I suspect I may be enjoying it more than some because...
a) I generally dig this kind of collapse of society/post-apoc story.
b) I gave up on TWD years ago because of the terrible writing, so I'm not currently burnt out on zombies.
I watched... 2-3 seasons of TWD? A couple as they came out, 5-6 years ago with my then-girlfriend who was super into the series, and I think season 1 on my own with the intent to catch up, which fizzled out pretty rapidly. While it had some good stuff in it, overall I was not very impressed. TLoU seems better executed on basically every level.

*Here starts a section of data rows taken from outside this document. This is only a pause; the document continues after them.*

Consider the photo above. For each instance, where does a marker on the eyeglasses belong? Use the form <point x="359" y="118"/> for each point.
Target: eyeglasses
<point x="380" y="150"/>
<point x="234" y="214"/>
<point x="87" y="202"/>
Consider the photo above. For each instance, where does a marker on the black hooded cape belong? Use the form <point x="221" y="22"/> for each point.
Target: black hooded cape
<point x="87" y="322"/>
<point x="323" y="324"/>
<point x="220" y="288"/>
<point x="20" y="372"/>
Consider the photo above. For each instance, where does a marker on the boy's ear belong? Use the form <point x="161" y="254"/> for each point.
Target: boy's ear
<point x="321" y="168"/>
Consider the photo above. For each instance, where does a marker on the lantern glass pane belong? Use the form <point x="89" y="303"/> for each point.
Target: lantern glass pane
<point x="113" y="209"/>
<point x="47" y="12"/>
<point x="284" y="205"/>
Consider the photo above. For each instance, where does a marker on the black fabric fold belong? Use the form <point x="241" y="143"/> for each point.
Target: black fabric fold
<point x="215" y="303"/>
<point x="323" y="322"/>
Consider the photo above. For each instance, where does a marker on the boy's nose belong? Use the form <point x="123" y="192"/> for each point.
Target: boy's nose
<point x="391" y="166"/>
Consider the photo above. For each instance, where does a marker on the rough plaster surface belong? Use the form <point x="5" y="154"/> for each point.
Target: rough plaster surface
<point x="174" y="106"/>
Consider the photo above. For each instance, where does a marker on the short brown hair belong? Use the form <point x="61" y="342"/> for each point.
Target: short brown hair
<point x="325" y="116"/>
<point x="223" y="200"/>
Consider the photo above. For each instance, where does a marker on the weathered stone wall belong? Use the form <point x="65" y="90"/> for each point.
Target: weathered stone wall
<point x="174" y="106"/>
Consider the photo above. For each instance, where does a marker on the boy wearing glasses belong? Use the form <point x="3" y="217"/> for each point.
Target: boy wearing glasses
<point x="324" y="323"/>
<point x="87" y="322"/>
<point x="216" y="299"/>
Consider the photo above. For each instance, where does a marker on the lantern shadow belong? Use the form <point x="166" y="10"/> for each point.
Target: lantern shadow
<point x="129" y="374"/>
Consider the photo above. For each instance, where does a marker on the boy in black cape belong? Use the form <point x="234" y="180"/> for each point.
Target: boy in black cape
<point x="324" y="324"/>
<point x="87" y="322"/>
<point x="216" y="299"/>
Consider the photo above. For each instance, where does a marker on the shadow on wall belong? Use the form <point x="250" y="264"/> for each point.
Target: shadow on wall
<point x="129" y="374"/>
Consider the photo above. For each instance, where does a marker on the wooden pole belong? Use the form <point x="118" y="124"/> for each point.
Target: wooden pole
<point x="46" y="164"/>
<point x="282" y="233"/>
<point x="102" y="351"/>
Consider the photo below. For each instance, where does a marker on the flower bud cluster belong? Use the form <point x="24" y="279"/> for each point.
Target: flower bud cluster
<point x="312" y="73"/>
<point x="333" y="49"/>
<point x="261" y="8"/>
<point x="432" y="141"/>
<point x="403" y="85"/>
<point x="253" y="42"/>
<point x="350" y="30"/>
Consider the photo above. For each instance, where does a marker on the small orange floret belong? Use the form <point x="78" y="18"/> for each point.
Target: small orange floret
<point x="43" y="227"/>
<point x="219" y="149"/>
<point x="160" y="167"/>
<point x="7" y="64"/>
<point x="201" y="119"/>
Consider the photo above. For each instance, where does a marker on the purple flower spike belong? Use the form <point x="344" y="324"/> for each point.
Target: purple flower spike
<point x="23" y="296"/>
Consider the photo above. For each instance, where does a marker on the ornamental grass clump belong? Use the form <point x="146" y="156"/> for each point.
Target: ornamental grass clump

I pretty much agree with this, although watched TWD a couple more seasons, until Negan showed up and we saw Glen's eyes divorced from his body. At that point I said "enough is enough."
My complaint about TLoU is not strongly held...I'm just not feeling the instant love of it that the (HBO-driven) hype machine seems to imply that I should be feeling ("Hey everyone, this is the Next Thing!") and don't (yet) feel like I'd be sad if it were cancelled. Who knows, that might change.
That said, I do wish we could see a more diverse range of post-apocalyptic stories, that aren't all about how horrible people can be to each other, and survival of the fittest. We need more to our cultural mythologies other than good old Social Darwinism.
A couple years ago I read the classic
Earth Abides, which does have a virus of some kind as the causative factor, but focuses more on people trying to rebuild a micro-society after, and issues around loss of knowledge and history. It is a very slow-paced, non-action driven story. It probably wouldn't translate well to film or a modern day audience without more drama and action, but is an example of a different type of post-apocalyptic story.
These shows almost always focus on the more sensational elements of survival and human corruption...I'd like to see a show in which the underlying sentiment isn't "people suck," but "people can work together, but there are still problems to deal with."